The Diary

Cod Almighty | Diary

I am angry, I am ill and I'm as ugly as sin

2 July 2020

Making himself unpopular with Town fans yesterday was Grimsby Town chair Philip Day. He has added his name to those calling on the Football League to appeal against the two-point penalty awarded to Macclesfield which, if it stands, will mean that they, not Stevenage, remain in division four.

Frankly, the position is a mess. If Middle-Aged Diary thought the tribunal's calculation of the penalty to impose on Macclesfield was based on the offensiveness of Stevenage's stewarding, I'd happily go to the barricades to defend the Silkmen's right to not pay their players while remaining members of a professional league. Instead it was some quasi-judicial farce, a punishment calculated on some pseudo-logical scale when the fact is the decision was: do we relegate Macclesfield or not?

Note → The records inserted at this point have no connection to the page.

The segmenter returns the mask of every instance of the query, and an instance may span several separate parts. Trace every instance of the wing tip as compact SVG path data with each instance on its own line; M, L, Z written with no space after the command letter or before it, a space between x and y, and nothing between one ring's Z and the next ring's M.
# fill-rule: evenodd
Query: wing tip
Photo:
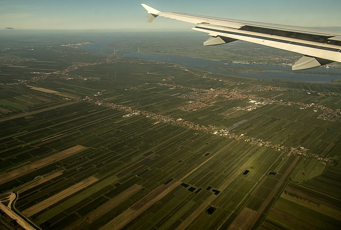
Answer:
M142 6L143 8L146 9L146 10L147 10L148 12L148 14L157 15L159 13L161 13L161 12L159 11L158 10L154 9L153 8L151 7L149 5L146 5L144 3L141 3L141 5Z

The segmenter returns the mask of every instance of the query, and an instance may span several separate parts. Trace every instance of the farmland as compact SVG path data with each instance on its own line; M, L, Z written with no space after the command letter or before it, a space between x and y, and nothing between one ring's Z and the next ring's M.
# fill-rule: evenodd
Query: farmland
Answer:
M0 59L0 191L16 194L12 211L26 220L41 229L340 228L340 85L50 42Z

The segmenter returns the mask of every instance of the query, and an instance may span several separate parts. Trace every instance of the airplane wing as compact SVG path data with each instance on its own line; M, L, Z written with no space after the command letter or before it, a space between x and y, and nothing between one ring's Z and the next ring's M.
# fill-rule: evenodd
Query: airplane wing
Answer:
M212 36L204 45L225 44L237 40L253 42L304 55L293 70L341 62L341 33L311 28L291 26L181 13L161 12L145 4L148 22L158 16L196 24L192 30Z

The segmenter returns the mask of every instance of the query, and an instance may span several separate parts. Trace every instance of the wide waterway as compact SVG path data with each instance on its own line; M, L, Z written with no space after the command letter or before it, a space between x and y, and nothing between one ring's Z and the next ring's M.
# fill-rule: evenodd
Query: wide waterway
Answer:
M81 48L97 54L103 54L100 52L101 49L102 51L113 53L114 49L108 49L107 47L109 43L106 41L95 42L82 46ZM227 64L222 61L164 53L159 54L127 50L119 50L116 52L133 58L175 63L208 72L257 79L277 78L285 81L318 83L330 82L334 80L341 79L341 69L339 68L322 67L304 71L293 71L291 66L289 66L251 63ZM238 68L238 70L222 69L228 68ZM252 71L248 72L249 70Z

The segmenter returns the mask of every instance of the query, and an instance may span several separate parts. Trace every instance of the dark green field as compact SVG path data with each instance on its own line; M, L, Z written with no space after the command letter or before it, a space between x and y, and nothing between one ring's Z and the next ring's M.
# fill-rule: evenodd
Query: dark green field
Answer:
M39 228L340 228L339 85L47 45L0 66L0 191Z

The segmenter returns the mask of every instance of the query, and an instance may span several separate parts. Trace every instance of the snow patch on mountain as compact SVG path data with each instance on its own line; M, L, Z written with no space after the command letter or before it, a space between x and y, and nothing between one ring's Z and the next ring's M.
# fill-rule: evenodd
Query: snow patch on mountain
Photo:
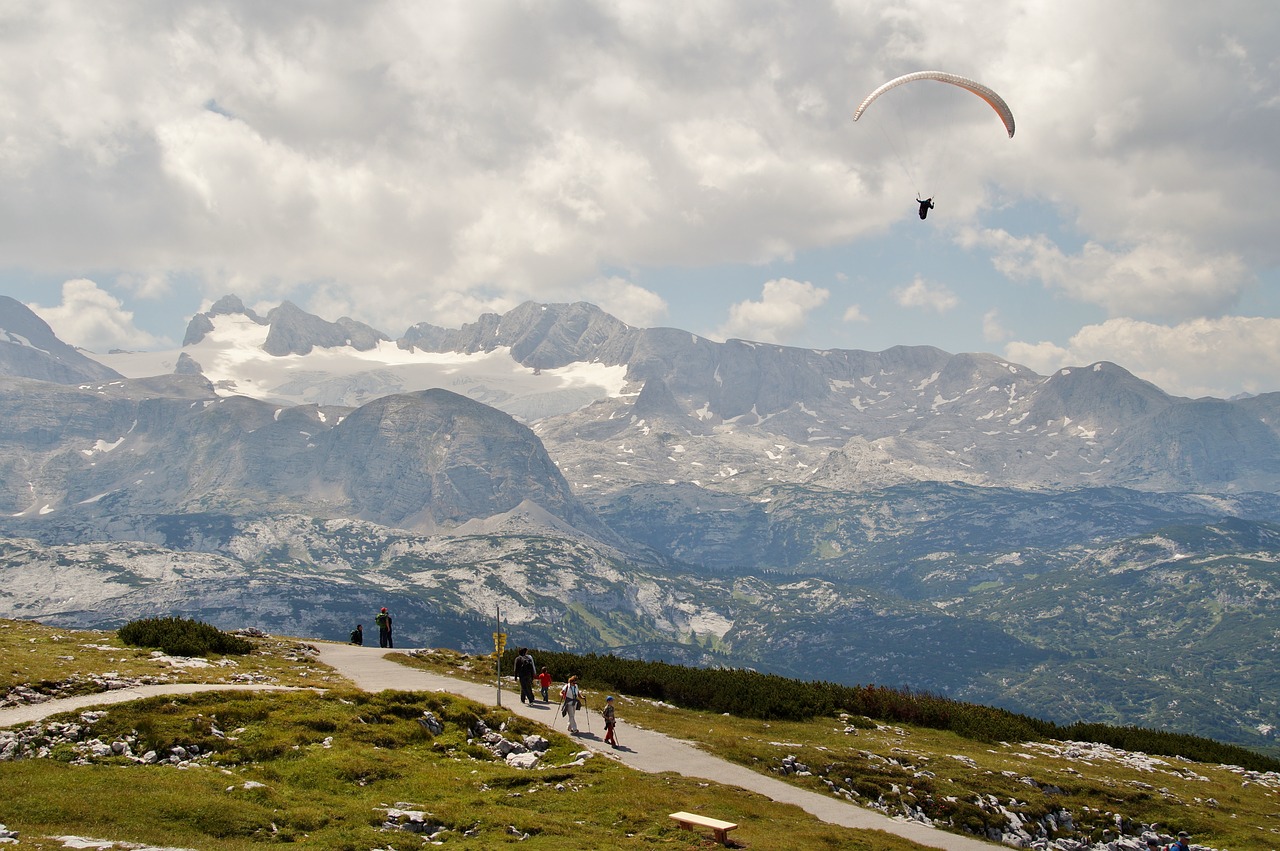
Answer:
M198 342L165 352L93 354L127 378L168 375L187 354L224 397L247 395L280 404L358 407L397 393L431 388L452 390L521 420L573 412L626 386L626 367L576 362L559 369L531 369L511 349L424 352L379 340L366 351L316 347L306 354L274 356L262 347L270 333L243 314L210 317Z

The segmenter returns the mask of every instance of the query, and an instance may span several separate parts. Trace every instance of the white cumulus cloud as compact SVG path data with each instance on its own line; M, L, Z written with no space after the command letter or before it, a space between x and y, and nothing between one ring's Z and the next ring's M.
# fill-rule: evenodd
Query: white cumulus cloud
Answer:
M60 305L28 307L49 322L64 343L93 352L147 349L166 342L140 330L133 324L133 312L125 310L120 299L86 278L63 284Z
M809 282L778 278L765 282L760 301L737 302L716 334L762 343L782 343L804 326L809 314L827 303L831 292Z
M938 314L945 314L960 303L960 299L946 285L931 284L920 276L916 276L910 284L895 289L893 301L901 307L918 307Z

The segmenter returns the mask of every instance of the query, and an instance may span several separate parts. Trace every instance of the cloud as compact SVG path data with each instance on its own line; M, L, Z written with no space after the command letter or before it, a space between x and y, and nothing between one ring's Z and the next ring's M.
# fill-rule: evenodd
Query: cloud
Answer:
M982 339L988 343L998 343L1009 339L1009 329L1000 321L1000 311L988 310L982 316Z
M918 307L923 310L932 310L938 314L945 314L956 305L960 299L956 298L955 293L947 289L942 284L929 284L920 276L916 276L906 287L899 287L893 290L893 301L901 307Z
M769 261L883 223L851 202L842 139L846 51L872 36L837 10L9 14L0 114L23 122L0 157L0 248L28 269L518 303L584 297L611 266ZM831 29L849 38L814 44Z
M869 322L870 319L863 312L861 306L850 305L845 308L844 320L846 322Z
M113 348L147 349L166 344L133 324L133 312L92 280L79 278L63 284L63 301L54 307L28 305L49 322L64 343L93 352Z
M1175 395L1230 398L1275 388L1280 319L1224 316L1176 325L1111 319L1082 328L1065 348L1014 342L1005 354L1042 375L1112 361Z
M667 302L660 296L622 278L593 284L591 302L636 328L650 328L667 315Z
M831 292L809 282L778 278L767 282L760 301L737 302L717 331L722 339L740 338L782 343L800 330L809 314L827 303Z
M1020 238L1005 230L970 230L960 242L992 250L992 264L1014 280L1041 282L1112 316L1179 320L1220 312L1254 283L1240 257L1206 255L1171 238L1123 251L1087 242L1074 255L1046 235Z

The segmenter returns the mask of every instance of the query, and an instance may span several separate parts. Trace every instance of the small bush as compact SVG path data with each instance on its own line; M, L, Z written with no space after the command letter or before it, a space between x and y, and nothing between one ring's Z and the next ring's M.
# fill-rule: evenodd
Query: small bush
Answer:
M145 618L116 631L120 641L134 648L157 648L172 656L247 655L253 644L218 627L189 618Z

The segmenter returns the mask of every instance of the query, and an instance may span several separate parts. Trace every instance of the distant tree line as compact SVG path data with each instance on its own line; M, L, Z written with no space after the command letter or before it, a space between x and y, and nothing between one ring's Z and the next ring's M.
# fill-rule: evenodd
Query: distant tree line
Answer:
M503 658L512 671L515 651ZM983 742L1088 741L1153 756L1184 756L1201 763L1240 765L1257 772L1280 770L1280 760L1247 747L1185 733L1142 727L1112 727L1051 720L1006 709L969 704L923 691L884 686L845 686L804 681L742 668L690 668L666 662L622 659L614 655L539 650L545 665L562 681L570 674L593 690L620 691L634 697L662 700L685 709L728 713L764 720L809 720L845 712L876 722L945 729Z

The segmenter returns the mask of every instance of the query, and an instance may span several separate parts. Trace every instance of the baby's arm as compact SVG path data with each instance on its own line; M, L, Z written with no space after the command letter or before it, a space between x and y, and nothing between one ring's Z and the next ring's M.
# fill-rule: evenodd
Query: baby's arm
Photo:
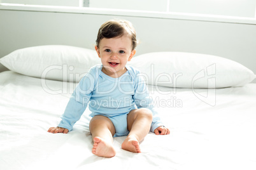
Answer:
M68 129L63 128L56 127L56 128L50 128L48 130L48 132L52 133L68 133Z

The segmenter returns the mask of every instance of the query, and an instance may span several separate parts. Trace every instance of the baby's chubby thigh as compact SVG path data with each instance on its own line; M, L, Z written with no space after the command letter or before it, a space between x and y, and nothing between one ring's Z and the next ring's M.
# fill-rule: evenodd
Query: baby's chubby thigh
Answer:
M113 137L127 136L129 131L127 129L127 114L122 114L116 116L108 117L115 126L115 134Z

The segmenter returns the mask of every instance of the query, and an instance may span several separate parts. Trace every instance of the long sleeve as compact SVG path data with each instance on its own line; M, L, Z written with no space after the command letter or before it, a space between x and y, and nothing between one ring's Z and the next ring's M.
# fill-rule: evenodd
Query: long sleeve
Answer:
M153 121L151 124L150 131L154 130L160 126L164 126L162 123L160 118L155 110L152 102L152 99L149 96L148 88L142 76L139 74L137 74L135 79L135 93L133 96L135 103L138 108L147 108L153 113Z
M85 110L94 88L95 76L89 71L83 77L72 94L65 111L60 117L59 127L66 128L71 131Z

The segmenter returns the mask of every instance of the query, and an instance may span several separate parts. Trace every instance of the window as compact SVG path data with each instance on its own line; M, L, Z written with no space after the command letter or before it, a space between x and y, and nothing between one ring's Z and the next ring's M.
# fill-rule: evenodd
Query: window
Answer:
M256 0L0 0L0 2L256 18Z

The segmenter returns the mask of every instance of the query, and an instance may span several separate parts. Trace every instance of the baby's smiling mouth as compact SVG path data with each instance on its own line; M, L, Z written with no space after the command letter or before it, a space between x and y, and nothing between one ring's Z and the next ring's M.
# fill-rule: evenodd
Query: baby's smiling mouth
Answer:
M115 62L108 62L108 63L110 63L110 66L113 67L117 67L119 64L119 63L115 63Z

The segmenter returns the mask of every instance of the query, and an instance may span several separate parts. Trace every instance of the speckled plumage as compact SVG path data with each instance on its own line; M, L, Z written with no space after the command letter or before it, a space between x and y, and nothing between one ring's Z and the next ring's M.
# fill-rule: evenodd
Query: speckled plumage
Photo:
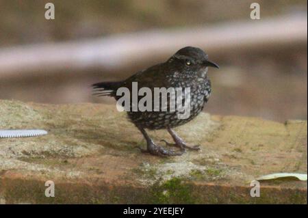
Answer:
M190 87L190 115L187 119L179 119L177 110L175 111L170 111L170 110L131 111L131 110L127 112L129 119L140 131L144 128L170 129L194 119L201 112L205 104L209 100L211 94L211 82L207 77L208 66L218 68L216 64L208 61L207 55L201 49L188 46L178 51L166 62L138 72L123 81L103 82L93 84L93 86L94 89L99 91L99 94L111 96L117 100L121 97L116 95L116 90L119 87L127 87L131 94L132 82L138 82L138 89L143 87L150 88L152 94L154 93L154 87L167 89L168 87ZM138 96L138 100L142 97ZM154 100L152 100L153 107L153 101ZM144 133L142 133L144 135ZM146 136L144 135L144 137L146 139ZM146 140L149 141L148 139ZM149 142L147 142L149 150ZM150 151L150 153L152 152Z

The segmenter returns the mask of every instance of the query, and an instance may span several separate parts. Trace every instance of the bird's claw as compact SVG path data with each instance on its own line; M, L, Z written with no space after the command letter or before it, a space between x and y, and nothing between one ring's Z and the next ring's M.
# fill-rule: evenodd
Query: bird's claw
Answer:
M153 155L164 156L164 157L170 156L181 156L185 152L185 151L176 152L173 150L167 150L167 149L165 149L160 146L158 146L153 143L151 143L150 145L148 145L147 150L142 149L139 146L136 146L136 148L139 148L139 150L142 153L150 153Z

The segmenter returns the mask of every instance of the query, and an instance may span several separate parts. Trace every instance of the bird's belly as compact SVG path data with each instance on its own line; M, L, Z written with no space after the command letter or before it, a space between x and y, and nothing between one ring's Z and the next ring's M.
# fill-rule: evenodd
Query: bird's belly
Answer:
M179 115L183 113L177 110L175 111L130 111L128 112L128 115L133 123L143 128L149 129L173 128L185 124L194 119L202 111L205 103L204 96L192 97L188 116L185 119L179 118L181 117Z

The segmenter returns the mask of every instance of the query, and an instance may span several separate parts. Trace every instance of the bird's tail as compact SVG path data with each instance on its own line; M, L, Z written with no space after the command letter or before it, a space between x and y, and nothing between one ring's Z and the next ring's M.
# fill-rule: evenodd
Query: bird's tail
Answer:
M98 96L114 96L122 82L101 82L92 84L94 95Z

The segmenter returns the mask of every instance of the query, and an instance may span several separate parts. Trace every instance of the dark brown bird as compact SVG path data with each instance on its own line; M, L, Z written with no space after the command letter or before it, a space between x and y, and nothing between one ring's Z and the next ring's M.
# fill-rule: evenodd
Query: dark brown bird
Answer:
M198 146L189 146L180 138L172 128L187 123L194 119L203 109L204 105L209 100L211 94L211 82L207 77L208 66L219 68L218 66L208 59L207 55L201 49L192 46L187 46L179 50L175 55L166 62L151 66L146 70L138 72L129 78L118 82L101 82L94 83L92 87L97 91L98 96L110 96L119 100L123 95L117 95L117 90L120 87L126 87L130 91L130 101L132 103L133 82L137 82L138 89L149 87L151 93L155 93L155 87L184 88L189 87L190 97L190 114L185 119L179 119L179 113L183 113L177 107L175 110L171 110L170 103L171 99L178 99L177 96L172 98L172 94L169 93L167 96L166 105L159 105L158 111L154 109L154 98L152 98L151 110L140 110L133 111L132 104L127 110L128 116L131 122L144 135L146 140L147 149L143 150L139 148L142 152L149 152L154 155L175 156L181 155L186 149L199 150ZM144 96L138 96L138 102ZM188 97L185 92L182 93L181 103ZM135 96L136 97L136 96ZM159 94L160 100L162 95ZM159 101L160 103L160 101ZM149 106L146 104L144 106ZM163 108L165 110L163 110ZM166 110L166 109L167 109ZM157 108L156 108L157 110ZM181 148L180 152L174 152L166 150L156 145L149 137L145 128L150 130L166 129L172 136L175 144L168 143L168 145L173 145Z

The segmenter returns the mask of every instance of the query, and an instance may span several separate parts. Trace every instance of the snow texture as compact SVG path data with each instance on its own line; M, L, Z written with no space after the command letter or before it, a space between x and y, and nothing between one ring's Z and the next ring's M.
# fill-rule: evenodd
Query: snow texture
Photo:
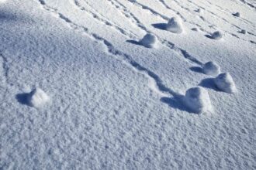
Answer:
M216 31L212 34L212 39L216 40L221 39L223 37L223 34L220 31Z
M140 44L147 48L155 48L157 46L157 38L152 33L147 33L140 40Z
M176 17L171 18L166 26L166 30L173 33L182 33L183 31L183 25L182 20Z
M41 107L50 100L48 95L40 88L35 88L28 97L29 104L34 107Z
M216 63L209 61L203 65L202 70L205 74L216 76L220 73L220 66Z
M202 87L189 89L185 93L185 102L188 108L196 114L206 113L213 109L208 92Z
M216 87L222 91L234 94L237 91L235 83L229 73L220 73L214 80Z

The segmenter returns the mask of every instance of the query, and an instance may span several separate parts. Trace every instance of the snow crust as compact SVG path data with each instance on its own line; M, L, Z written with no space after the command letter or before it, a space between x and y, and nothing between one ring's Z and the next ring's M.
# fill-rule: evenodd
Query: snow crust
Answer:
M200 87L189 89L185 93L185 102L196 114L211 111L213 108L207 90Z
M220 73L214 80L216 87L222 91L234 94L237 91L236 85L229 73Z

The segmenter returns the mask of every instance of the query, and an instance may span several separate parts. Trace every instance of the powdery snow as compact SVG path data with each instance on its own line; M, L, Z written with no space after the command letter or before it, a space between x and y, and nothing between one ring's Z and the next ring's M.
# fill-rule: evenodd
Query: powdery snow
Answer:
M202 70L207 75L216 76L220 73L220 66L216 63L209 61L203 65Z
M174 33L182 33L183 32L182 20L176 17L171 18L166 26L166 30Z
M191 111L202 114L213 109L208 92L202 87L189 89L185 96L185 103Z
M216 87L222 91L234 94L237 91L236 85L229 73L220 73L214 80Z

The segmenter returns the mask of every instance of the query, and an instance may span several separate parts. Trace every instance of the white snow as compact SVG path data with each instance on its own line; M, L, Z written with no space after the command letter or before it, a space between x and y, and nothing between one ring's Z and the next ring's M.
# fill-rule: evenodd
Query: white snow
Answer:
M176 17L171 18L166 26L166 30L174 33L182 33L183 31L183 24L182 20Z
M229 73L220 73L214 80L216 87L222 91L234 94L237 91L236 85Z
M212 38L216 40L221 39L223 37L223 33L220 31L216 31L212 34Z
M208 92L202 87L192 87L185 92L185 102L191 111L196 114L211 111L213 109Z
M35 88L28 97L29 104L34 107L41 107L49 102L50 97L40 88Z
M1 3L0 169L255 169L255 5Z
M157 38L152 33L147 33L140 40L140 44L147 48L155 48L157 46Z
M209 61L203 65L203 72L207 75L218 75L220 73L220 66L215 62Z

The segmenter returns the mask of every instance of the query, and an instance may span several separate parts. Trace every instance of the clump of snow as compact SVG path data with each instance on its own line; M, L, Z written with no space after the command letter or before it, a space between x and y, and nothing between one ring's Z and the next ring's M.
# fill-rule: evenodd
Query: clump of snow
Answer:
M240 32L242 34L247 34L247 31L245 29L242 29Z
M216 31L212 34L212 39L220 39L223 37L223 34L220 31Z
M237 91L233 78L228 73L220 74L214 79L214 83L220 90L226 93L234 94Z
M156 36L151 33L147 33L140 42L141 45L147 48L154 48L157 46L157 41L158 40Z
M209 61L203 65L203 73L207 75L218 75L220 73L220 66L215 62Z
M233 78L228 73L220 74L214 79L214 83L220 90L226 93L234 94L237 91Z
M40 107L50 100L48 95L40 88L35 88L29 95L29 104L34 107Z
M174 33L182 33L183 31L182 22L175 17L172 17L166 26L166 30Z
M234 14L233 14L234 16L237 16L237 17L240 17L240 14L239 12L236 12Z
M208 92L200 87L190 88L186 91L185 103L191 111L196 114L202 114L212 110Z

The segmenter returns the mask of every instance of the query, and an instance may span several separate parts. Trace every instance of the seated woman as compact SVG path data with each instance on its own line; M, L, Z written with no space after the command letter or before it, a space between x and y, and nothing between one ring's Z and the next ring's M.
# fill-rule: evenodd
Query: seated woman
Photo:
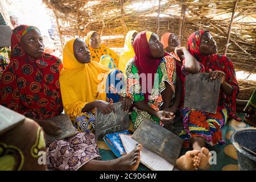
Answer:
M82 40L69 40L64 45L64 69L60 76L65 113L79 131L86 133L94 131L94 108L109 114L114 111L112 103L122 100L125 111L132 104L129 98L120 96L123 82L122 72L91 61L90 56Z
M118 68L123 72L125 73L125 67L129 60L134 57L135 53L133 50L133 42L138 32L136 30L131 30L127 33L125 37L123 52L120 55Z
M193 33L188 39L188 49L179 47L176 49L185 56L181 68L183 85L187 74L207 72L210 73L211 80L221 78L221 88L216 114L193 108L181 109L184 130L180 135L185 140L185 146L190 144L193 150L181 156L176 164L183 170L196 169L197 166L207 170L210 168L209 160L211 155L205 146L207 144L214 146L224 143L221 129L229 118L235 117L239 87L232 62L226 56L216 54L216 42L209 31Z
M57 136L62 133L60 128L54 121L45 119L57 116L63 110L59 80L62 64L44 53L44 47L37 28L20 25L13 30L12 56L0 84L0 104L33 118L46 133ZM91 133L53 140L46 147L50 169L135 169L139 162L140 146L115 160L94 160L100 156ZM39 150L34 152L37 155Z
M174 33L165 33L161 38L161 43L163 45L164 50L173 56L179 65L181 66L183 55L177 55L174 52L176 47L180 47L180 42L177 35Z
M134 128L145 118L158 125L168 125L175 117L181 94L175 61L164 53L157 35L150 31L139 33L133 48L135 56L126 68L126 94L135 106L131 115Z
M119 56L113 50L107 47L105 45L101 44L101 37L97 32L89 32L86 35L85 43L88 46L89 51L92 55L92 60L99 63L101 60L101 56L107 55L112 59L109 59L109 63L104 61L104 65L109 68L109 61L113 60L114 64L112 64L113 65L112 67L109 68L115 68L118 66Z

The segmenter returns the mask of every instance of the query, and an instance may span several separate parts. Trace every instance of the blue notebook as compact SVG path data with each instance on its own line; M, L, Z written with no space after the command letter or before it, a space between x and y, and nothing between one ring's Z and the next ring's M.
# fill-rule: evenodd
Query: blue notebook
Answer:
M130 135L131 133L126 130L107 134L103 138L106 144L118 158L126 154L119 134Z

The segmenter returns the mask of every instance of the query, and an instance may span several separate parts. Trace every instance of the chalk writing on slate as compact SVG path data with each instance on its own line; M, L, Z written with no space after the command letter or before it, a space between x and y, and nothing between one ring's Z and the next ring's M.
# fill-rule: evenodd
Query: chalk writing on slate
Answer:
M186 76L184 107L216 113L221 79L210 80L209 76L207 73Z
M129 118L127 113L122 111L122 102L113 104L115 113L112 112L104 115L96 109L95 138L99 140L109 133L128 129Z

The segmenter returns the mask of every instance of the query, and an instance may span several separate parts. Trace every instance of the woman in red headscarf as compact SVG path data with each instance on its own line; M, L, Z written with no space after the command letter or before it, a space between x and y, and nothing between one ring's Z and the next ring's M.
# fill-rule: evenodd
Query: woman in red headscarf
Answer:
M182 55L178 55L174 52L176 47L180 47L180 42L177 35L174 33L164 33L161 38L161 43L164 50L174 56L177 63L181 66L184 59L183 53L181 52Z
M236 98L239 88L232 62L224 55L217 55L216 42L209 31L197 31L189 38L188 49L184 47L176 49L177 52L187 52L192 56L185 57L181 68L183 89L185 76L189 73L209 72L211 80L221 78L221 89L216 114L210 114L193 108L181 109L184 130L180 134L193 149L201 151L199 168L208 169L210 167L208 160L211 155L204 147L206 144L213 146L224 144L221 128L229 118L235 118ZM184 93L184 92L183 92ZM184 100L184 94L183 100ZM185 156L177 161L179 166L183 164Z
M126 68L126 94L135 106L131 115L134 128L145 118L168 125L181 99L181 81L176 78L175 61L164 53L158 36L150 31L138 34L133 47L135 56Z
M84 42L84 44L85 44ZM82 48L79 47L79 50L87 52L84 45ZM20 25L13 30L11 60L3 72L0 85L0 104L32 118L43 127L46 133L57 136L62 131L60 127L54 123L52 117L60 115L63 110L59 80L63 66L58 58L44 52L44 47L41 34L37 28ZM88 53L81 55L87 56ZM49 119L44 119L47 118ZM23 149L21 152L26 152L24 156L27 160L27 158L31 159L31 158L27 158L29 155L37 159L40 156L40 150L46 147L43 130L40 130L41 127L38 125L34 125L35 126L31 124L20 127L23 130L24 127L30 130L31 132L27 133L30 139L28 142L18 144L22 144L19 147L21 149L14 148L19 153ZM39 129L35 132L36 127ZM23 131L19 131L20 133L18 133L17 136L26 139L27 135L23 136ZM37 136L35 136L35 133L37 133ZM35 138L36 141L34 142L31 148L28 148L30 145L27 147L25 145L32 142ZM5 144L3 147L0 144L0 148L2 149L0 150L0 156L10 153L6 152L6 150L8 152L6 149L8 149L8 144L13 143L13 140L15 139L7 140L8 143ZM70 137L51 141L47 143L46 147L48 168L55 170L135 170L139 164L141 150L141 146L139 145L133 151L118 159L100 161L94 135L92 133L78 132ZM31 154L28 154L28 151ZM3 161L1 159L0 166ZM22 162L24 156L21 156L18 159ZM34 163L38 163L38 161L34 160ZM32 166L36 166L35 163L32 164ZM24 169L31 168L23 168ZM35 167L35 169L37 169Z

Wigan Athletic yesterday had a points penalty imposed for going into administration: it is unlikely they will be the last in the next few months. The League needs to sort itself out on this, and quickly.

Day has half a point when he says it seems illogical to punish Macclesfield for their financial problems by fining them. Except that this is sport as business we are talking about, sadly but inevitably. On a day when those charmers in the Premier League are contemplating imposing an entry fee for promoted clubs, it is impossible to ignore the financial implications for whichever club is sent down to the Conference next season.

All common sense - all common sense fortified by listening to Gary Bloody Neville droning his way through a top flight game the other night - says that the moment the lockdown began, all spectator sport should have been put in mothballs until it is once more safe for crowds to assemble. But this isn't spectator sport any more: it is spectator business. Trying to set a date to start the next season now makes little human sense, and not even much business sense if games will have to be played without paying spectators. When broadcasters are trying to pass their COVID-19 liabilities onto the Premier League, and the Premier League is looking at ways to pass on theirs to clubs less able to afford it, it is clear that coronavirus is far from being the sickest thing about society today.

Let's change the subject.

Strange how some players throw a shadow out of all proportion to what they actually achieved at Blundell Park. Ask a middle-aged Town fan to name the goalkeepers from before their time, and there's a fair chance the second they will list, after George Tweedy, is George Moulson. Moulson made just one league appearance for Town.

Ian Baraclough I remember well, although I doubt I ever saw him play. He was one of very few players from the early 1990s who we discarded whose subsequent playing career - with Lincoln, Notts County, Queens Park Rangers and Scunthorpe - suggests we maybe let a good one go. Looking him up the other day to confirm that he is the very same Ian Baraclough who has been appointed manager of Northern Ireland, I was surprised to read he actually only made five appearances for us, four of those while he was on loan.

Then there is Gary Harkins, who was signed by Graham Rodger in 2006 and played for us 17 times in 2006-07. Harkins has confirmed he has retired as a player after playing 14 years for almost as many different clubs in Scotland. Harkins has always made clear he did not get on with the Grimsby manager. He usually didn't name him but he can only have meant Alan Buckley and his wikipedia entry spills the beans. Thanks to Stephen Bierley for pointing out this interview with Harkins - if you are short of time, skip to paragraph seven. The story puts into the shade Scott McGarvey deliberately playing passes to Buckley's weaker foot in a reserve team game.

Making sure they stayed clear of Neil Woods' car, and carefully playing passes just as he liked them are Joe Starbuck, Duncan Idehen, Joe Hope and Cameron Painter. Congratulations to them on being offered professional contracts with Town, and good luck to those who did not graduate out of the youth team in bouncing back from the disappointment.